源自LNCaP谱系的人前列腺癌细胞系C4-2和C4-2B4在体内获得了雄激素非依赖性和骨转移潜能。利用C4-2和C4-2B4,本研究的目标是:1)通过肿瘤细胞骨内给药途径,在完整的无胸腺或SCID/bg小鼠中建立一种理想的前列腺癌细胞骨异种移植模型;2)在无胸腺或SCID/bg小鼠中,通过静脉内(i.v.)或心内给药来比较前列腺癌转移情况。在肿瘤细胞给药后,通过放射学骨密度、血清前列腺特异性抗原(PSA)水平、血行性前列腺癌细胞的存在以及肿瘤标本在淋巴结和骨骼中的组织病理学评估来评估前列腺癌在骨骼中的生长情况。我们的结果显示,心内注射LNCaP细胞未能发生转移,而同样进行心内注射的C4-2细胞在SCID/bg小鼠中具有最高的转移能力。在3/7的动物中发现了腹膜后和纵隔淋巴结转移,而2/7的动物出现了成骨性脊柱转移。在无胸腺宿主中的心内注射C4-2,在注射后8 - 12周时,1/5的动物发生了脊柱转移;心内注射PC-3也转移到了骨骼,但产生的是溶骨性反应。静脉注射LNCaP或C4-2均未能形成肿瘤集落。在无胸腺小鼠中,髂内注射C4-2而非LNCaP或C4-2B4细胞,在接种后2 - 7周时,4/8的动物中形成了快速生长的肿瘤。
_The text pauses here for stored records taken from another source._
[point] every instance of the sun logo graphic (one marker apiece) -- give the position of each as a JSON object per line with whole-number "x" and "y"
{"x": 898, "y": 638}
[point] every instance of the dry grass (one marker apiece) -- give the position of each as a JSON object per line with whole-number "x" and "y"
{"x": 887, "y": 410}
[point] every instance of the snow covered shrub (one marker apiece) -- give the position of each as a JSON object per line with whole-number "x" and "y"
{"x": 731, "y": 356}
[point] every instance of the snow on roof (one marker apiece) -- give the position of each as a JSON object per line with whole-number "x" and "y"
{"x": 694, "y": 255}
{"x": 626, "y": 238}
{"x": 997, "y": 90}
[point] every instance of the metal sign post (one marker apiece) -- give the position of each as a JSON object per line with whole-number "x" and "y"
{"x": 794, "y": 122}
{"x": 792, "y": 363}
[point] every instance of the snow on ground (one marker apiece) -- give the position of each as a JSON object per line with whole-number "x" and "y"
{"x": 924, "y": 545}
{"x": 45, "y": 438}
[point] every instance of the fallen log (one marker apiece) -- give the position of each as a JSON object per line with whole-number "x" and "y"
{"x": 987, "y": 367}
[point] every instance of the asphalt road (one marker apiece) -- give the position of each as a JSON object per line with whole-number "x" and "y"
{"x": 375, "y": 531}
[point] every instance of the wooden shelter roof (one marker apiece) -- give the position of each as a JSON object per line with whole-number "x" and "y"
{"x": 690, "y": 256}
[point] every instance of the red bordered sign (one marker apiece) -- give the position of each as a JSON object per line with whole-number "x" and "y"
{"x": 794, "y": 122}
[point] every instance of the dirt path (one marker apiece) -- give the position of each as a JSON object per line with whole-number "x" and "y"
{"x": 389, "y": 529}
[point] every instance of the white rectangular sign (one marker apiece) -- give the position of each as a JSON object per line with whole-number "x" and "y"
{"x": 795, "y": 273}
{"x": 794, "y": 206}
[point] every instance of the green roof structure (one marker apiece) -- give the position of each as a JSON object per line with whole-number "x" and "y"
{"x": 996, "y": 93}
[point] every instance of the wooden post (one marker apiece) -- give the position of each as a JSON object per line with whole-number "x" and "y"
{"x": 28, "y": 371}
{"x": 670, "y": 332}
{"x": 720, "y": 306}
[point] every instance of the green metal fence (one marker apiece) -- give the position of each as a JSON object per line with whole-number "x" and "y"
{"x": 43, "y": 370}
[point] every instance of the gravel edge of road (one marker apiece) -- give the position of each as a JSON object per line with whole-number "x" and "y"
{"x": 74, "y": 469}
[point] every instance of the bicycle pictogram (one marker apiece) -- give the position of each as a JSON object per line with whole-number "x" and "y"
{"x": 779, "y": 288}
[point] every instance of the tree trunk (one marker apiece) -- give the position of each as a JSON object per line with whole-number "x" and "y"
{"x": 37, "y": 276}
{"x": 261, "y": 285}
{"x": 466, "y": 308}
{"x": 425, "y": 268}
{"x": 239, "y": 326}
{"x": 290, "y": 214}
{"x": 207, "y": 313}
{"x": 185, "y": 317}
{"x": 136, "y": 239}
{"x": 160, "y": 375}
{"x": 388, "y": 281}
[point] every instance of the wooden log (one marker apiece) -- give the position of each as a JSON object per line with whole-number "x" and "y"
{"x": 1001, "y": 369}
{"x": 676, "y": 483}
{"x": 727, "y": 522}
股内注射C4-2(9/16)和C4-2B4(5/18)而非LNCaP(0/13)细胞,导致无胸腺小鼠出现成骨性骨病变(平均:6周,范围:3 - 12周)。在SCID/bg小鼠中,股内注射LNCaP(6/8)、C4-2(8/8)和C4-2B4(8/8)细胞,在肿瘤细胞接种后3 - 5周内,在骨髓腔内形成了产生PSA的成骨性肿瘤。在所有动物中均检测到血清PSA的逐步升高。用于检测血行播散前列腺癌细胞的逆转录-聚合酶链反应(RT-PCR)结果与血清PSA水平或骨髓腔内肿瘤细胞的组织学证据均无相关性。因此,我们在小鼠中建立了一种产生PSA的成骨性人前列腺癌异种移植模型。